This is Gustav Dore‘s woodcut of the “Celestial Rose,” which illustrates a scene from near the end of Dante’s Paradiso:
I quite like it and would even go so far as to call it beautiful (or maybe sublime, or maybe sublimely beautiful). It treats a theological theme in an interesting visual way. Frank Burch Brown, however, in his book on “taste,” flags it as getting uncomfortably close to crossing into the territory of “kitsch.” What do you think?
It’s hard to talk about what is “kitschy” and what isn’t because it does depend on the observer. Last semester we read a book by early 20th-century art critic Clive Bell where he discusses the work of then-popular painter Edward Landseer.

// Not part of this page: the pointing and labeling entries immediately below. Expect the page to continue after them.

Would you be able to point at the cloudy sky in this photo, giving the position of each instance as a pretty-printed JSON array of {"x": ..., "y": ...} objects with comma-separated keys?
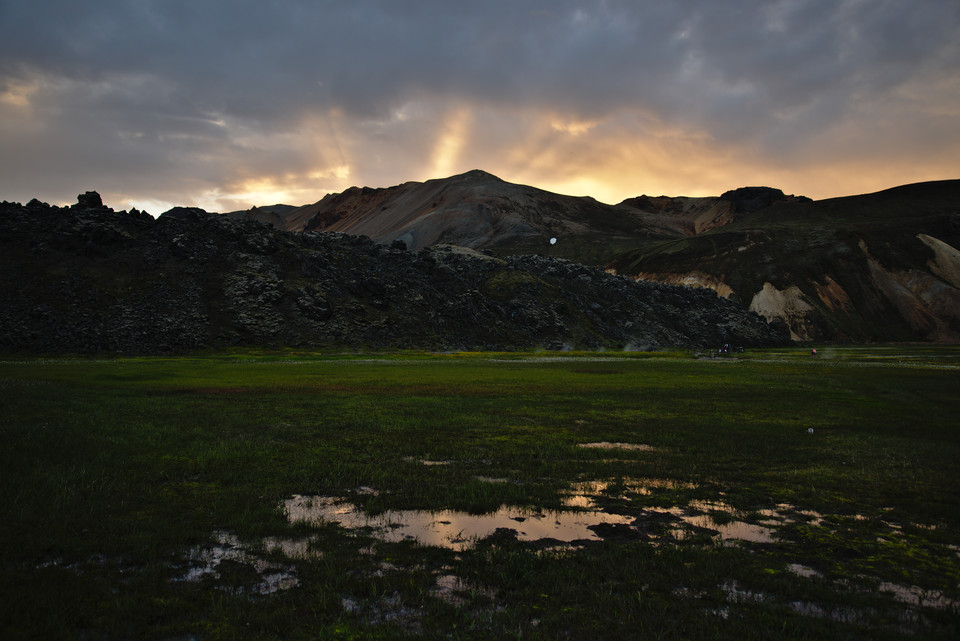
[{"x": 226, "y": 104}]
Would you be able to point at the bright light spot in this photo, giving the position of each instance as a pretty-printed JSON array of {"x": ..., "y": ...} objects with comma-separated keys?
[
  {"x": 573, "y": 127},
  {"x": 18, "y": 94},
  {"x": 446, "y": 151}
]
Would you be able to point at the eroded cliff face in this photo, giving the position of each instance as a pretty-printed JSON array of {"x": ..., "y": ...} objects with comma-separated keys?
[{"x": 87, "y": 279}]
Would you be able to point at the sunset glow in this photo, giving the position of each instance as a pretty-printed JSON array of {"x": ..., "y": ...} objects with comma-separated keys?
[{"x": 260, "y": 104}]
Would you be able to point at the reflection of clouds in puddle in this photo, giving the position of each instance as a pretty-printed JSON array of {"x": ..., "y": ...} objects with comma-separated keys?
[
  {"x": 917, "y": 596},
  {"x": 630, "y": 447},
  {"x": 581, "y": 494},
  {"x": 427, "y": 462},
  {"x": 292, "y": 548},
  {"x": 208, "y": 561},
  {"x": 449, "y": 528}
]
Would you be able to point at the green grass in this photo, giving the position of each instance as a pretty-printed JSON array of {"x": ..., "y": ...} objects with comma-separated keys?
[{"x": 117, "y": 472}]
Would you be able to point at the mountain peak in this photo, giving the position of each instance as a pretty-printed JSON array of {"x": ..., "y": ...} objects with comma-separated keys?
[{"x": 476, "y": 174}]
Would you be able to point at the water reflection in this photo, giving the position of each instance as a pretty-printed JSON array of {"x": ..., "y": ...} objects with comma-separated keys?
[{"x": 449, "y": 528}]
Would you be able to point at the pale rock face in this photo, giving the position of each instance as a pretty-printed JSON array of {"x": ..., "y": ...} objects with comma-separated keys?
[
  {"x": 946, "y": 262},
  {"x": 789, "y": 305}
]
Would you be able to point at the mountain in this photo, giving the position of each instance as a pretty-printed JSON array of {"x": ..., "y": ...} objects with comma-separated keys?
[
  {"x": 87, "y": 279},
  {"x": 272, "y": 215},
  {"x": 874, "y": 267}
]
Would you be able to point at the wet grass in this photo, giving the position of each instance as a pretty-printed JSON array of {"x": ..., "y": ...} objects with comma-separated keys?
[{"x": 122, "y": 476}]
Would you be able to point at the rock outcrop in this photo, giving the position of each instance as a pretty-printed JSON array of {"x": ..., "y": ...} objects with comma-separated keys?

Bell basically says that if anyone thinks that Landseer’s sentimental paintings are “good art” conceived in “good taste,” there is no use arguing with them as they will never understand what good art really is. As everyone knows, I love dogs, but even I think these paintings by Landseer are “a bit much.”
However, lots of people even today would love these paintings. And Andrea and I did enter our dogs in a Hallowe’en contest. So for me to call these paintings “kitsch” may be insulting AND hypocritical.
Religious art is especially prone to crossing over into kitsch. Dare I provide some examples?
This sort of thing pervades church basements and powerpoint backgrounds across the continent. No wonder theology and art is such a problematic area of study! I think that in this day and age some of the best ‘religious’ art is made by non-religious artists, for the exact reason that they are not tempted to layer their work with sentimentality and nostalgia. Here, for example, is Salvador Dali‘s St. Peter’s in Rome (Explosion of Mystical Faith in the Midst of a Cathedral):
It’s a striking work, dynamic, expressing indeed something mystical and unearthly in a very un-Norman Rockwell-like way. However, Dali also designed the Chupa Chups logo. So it’s not as if contemporary art is “pure,” hermetically sealed to keep out all things bright and garish.
As a matter of fact, the logo looks kind of like a flower… maybe the beatific vision at the end of Paradiso was in fact of a giant, mystical Chupa Chup. The debate continues.